This is my first post in the Moonbeam forum, but in a sense, I have been long involved within the community, being the original author and maintainer of Frontier, the underlying EVM pallet that Moonbeam uses.
I was reading up Moonbeam Strategic Direction Update from last September, and especially regarding the direction of Ethereum-compatible Polkadot Plaza / Hub (the revive
project), I find it interesting that we basically reached the same conclusion independently. It’s also in my view that it is a huge strategic mistake to build something that is “almost compatibility” but not “full compatibility”. User adoption is always problematic. It’s a split in Polkadot’s own ecosystem. And Ethereum is a moving target. Any deviation to upstream must be carefully considered to avoid engineering debts. My further concern is regarding security. We all know the difficult lessons we have learned during the early days of Frontier/Moonbeam, and those mistakes are basically being repeated again. The design of reentry protection, as well as the precompile “framework” in revive
is questionable. Those however will only become apparent with further integration with the rest of the system. This is let alone the most important issue – that the deviations may cause a contract that works just fine on Ethereum mainnet to malfunction on Polkadot Hub. If funds are lost we all know what happens – the core devs will be the one that takes all the blames. I have failed, however, to advocate those concerns within Parity.
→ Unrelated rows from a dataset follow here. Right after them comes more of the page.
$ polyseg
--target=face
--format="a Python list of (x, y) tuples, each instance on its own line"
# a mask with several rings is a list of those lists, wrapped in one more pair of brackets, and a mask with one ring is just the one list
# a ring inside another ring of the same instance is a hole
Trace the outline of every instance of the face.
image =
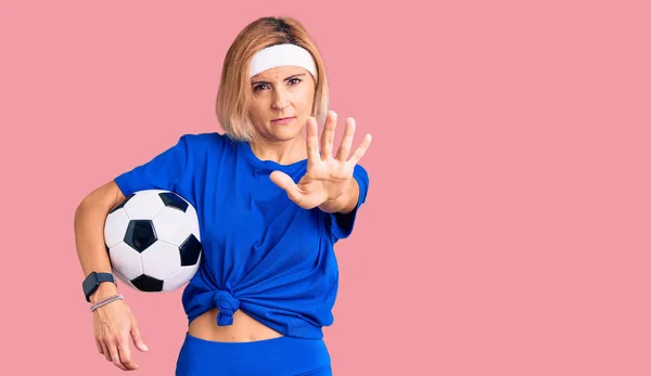
[(251, 119), (260, 137), (282, 142), (302, 134), (315, 99), (309, 72), (296, 66), (268, 69), (251, 78)]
The main goal why Parity decided to do what they’re doing with revive
is for VM performance. So to put the politics aside, the important question, from Moonbeam’s perspective, is whether the VM performance is accomplishable without those drawbacks of “almost compatibility”.
Solution 1: PolkaVM alongside EVM
If you look into the past public discussions regarding revive
, a lot of the decisions in revive
are all but to avoid putting in an EVM interpreter – EVM is bad that we want to avoid it at all costs, but Ethereum is good that we want compatibility with it. If we remove that constraint, then everything suddenly becomes easy – instead of completely removing EVM, we deploy a PolkaVM executor alongside an EVM interpreter.
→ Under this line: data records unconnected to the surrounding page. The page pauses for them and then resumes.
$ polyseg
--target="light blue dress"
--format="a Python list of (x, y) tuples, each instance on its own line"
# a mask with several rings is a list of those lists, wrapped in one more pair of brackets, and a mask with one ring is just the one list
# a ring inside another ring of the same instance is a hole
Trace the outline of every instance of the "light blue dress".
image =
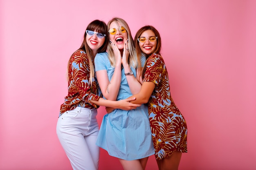
[[(146, 58), (142, 57), (141, 64)], [(115, 68), (111, 66), (107, 53), (97, 54), (94, 59), (95, 71), (106, 70), (110, 81)], [(131, 68), (134, 75), (136, 69)], [(132, 95), (122, 69), (121, 84), (117, 100)], [(129, 76), (134, 75), (129, 75)], [(148, 107), (136, 109), (115, 109), (103, 117), (96, 145), (107, 150), (110, 155), (126, 160), (138, 159), (155, 153), (152, 142)]]

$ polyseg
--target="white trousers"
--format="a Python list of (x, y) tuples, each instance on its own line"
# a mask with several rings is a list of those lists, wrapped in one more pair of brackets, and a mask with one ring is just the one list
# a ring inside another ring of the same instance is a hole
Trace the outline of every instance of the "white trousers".
[(97, 109), (77, 107), (60, 117), (57, 135), (74, 170), (97, 170), (99, 148)]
In the first solution, we have PolkaVM each as an independent smart contract. In the simplest form, you can think this as each PolkaVM contract is an EVM precompile and they interact by the rules.
Implementation-wise, we leave the Solidity compliation toolchain completely untouched. From Solidity source codes we get EVM bytecodes. Then we utilize the revmc
project from Paradigm which is an EVM bytecode to LLVM recompiler. We extend that to compile that down to PolkaVM bytecode. Then, problem solved!
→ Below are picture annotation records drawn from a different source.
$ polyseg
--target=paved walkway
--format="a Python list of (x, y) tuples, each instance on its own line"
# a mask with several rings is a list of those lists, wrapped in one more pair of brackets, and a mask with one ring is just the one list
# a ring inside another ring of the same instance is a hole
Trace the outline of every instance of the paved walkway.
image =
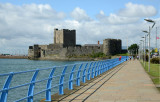
[[(125, 64), (116, 74), (110, 74), (104, 79), (103, 75), (102, 78), (61, 101), (160, 102), (160, 93), (140, 62), (135, 60)], [(98, 83), (95, 84), (96, 82)], [(88, 89), (93, 84), (95, 85)]]

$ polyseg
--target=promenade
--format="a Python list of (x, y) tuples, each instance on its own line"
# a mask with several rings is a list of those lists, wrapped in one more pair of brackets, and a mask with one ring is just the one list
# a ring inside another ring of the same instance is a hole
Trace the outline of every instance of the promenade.
[(125, 62), (62, 102), (160, 102), (160, 92), (138, 60)]

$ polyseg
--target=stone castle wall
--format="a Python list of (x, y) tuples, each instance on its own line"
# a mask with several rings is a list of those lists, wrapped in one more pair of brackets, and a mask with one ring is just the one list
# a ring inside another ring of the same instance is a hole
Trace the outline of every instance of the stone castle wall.
[(76, 45), (75, 30), (54, 30), (54, 44), (29, 46), (28, 56), (31, 59), (65, 59), (102, 52), (105, 55), (121, 53), (120, 39), (105, 39), (103, 44)]

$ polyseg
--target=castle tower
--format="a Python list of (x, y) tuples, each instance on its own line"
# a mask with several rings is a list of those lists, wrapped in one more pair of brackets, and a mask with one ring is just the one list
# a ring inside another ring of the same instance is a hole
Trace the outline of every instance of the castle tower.
[(64, 47), (76, 45), (76, 31), (68, 29), (54, 29), (54, 44), (62, 44)]
[(122, 49), (120, 39), (105, 39), (103, 40), (103, 53), (106, 55), (120, 54)]

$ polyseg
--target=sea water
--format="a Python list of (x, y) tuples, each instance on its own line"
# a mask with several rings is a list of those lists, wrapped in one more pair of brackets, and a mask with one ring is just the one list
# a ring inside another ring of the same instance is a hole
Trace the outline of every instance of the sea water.
[[(56, 68), (54, 76), (57, 76), (57, 75), (61, 75), (63, 68), (64, 68), (64, 65), (81, 63), (81, 62), (82, 61), (42, 61), (42, 60), (28, 60), (28, 59), (0, 59), (0, 74), (35, 70), (35, 69), (49, 68), (49, 67), (52, 68), (54, 66), (62, 66), (62, 67)], [(68, 67), (67, 69), (68, 69), (67, 72), (69, 73), (72, 69), (72, 66)], [(48, 78), (50, 72), (51, 72), (51, 69), (40, 71), (38, 73), (36, 80)], [(32, 79), (33, 74), (34, 74), (34, 72), (14, 75), (12, 78), (10, 87), (15, 87), (17, 85), (29, 83)], [(5, 77), (0, 76), (0, 90), (2, 90), (3, 85), (4, 85), (7, 77), (8, 76), (5, 76)], [(57, 85), (59, 83), (59, 78), (60, 78), (60, 76), (53, 78), (52, 86)], [(67, 76), (67, 80), (68, 80), (68, 76)], [(47, 80), (40, 82), (40, 83), (36, 83), (34, 93), (45, 90), (46, 83), (47, 83)], [(29, 85), (9, 90), (7, 101), (12, 102), (12, 101), (18, 100), (22, 97), (26, 97), (28, 94), (27, 93), (28, 87), (29, 87)], [(66, 87), (68, 87), (68, 85), (66, 85), (65, 88)], [(52, 89), (52, 94), (55, 94), (57, 92), (58, 92), (58, 87), (55, 87)], [(1, 93), (0, 93), (0, 95), (1, 95)], [(34, 96), (34, 102), (37, 102), (43, 98), (45, 98), (45, 92)], [(24, 101), (26, 101), (26, 100), (24, 100)]]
Performance-wise, there is only one small issue, that EVM bytecode eliminated the static jump information from the Solidity and there’s only dynamic jumps. However, we now have EOF, and both Solidity and revmc
actually already support it. So we just enable that. With this one final trick we should have no performance disadvantage compared with revive
.
Because we have the EVM interpreter, PolkaVM bytecode can still emit EVM bytecode and everything (including factory contracts) works as normal.
Everything that can be “optimized” in revive
can be optimized in this solution, and we retain full compatibility.
Solution 2: PolkaVM inside EVM
The above solution 1 can be immediately developed. There is, however, one thing that may bother some people – in the above design, the smallest possible interaction unit where one can switch from PolkaVM to EVM and vice versa, is a contract. This can already result in considerable performance gain in most situations. But we can still do better.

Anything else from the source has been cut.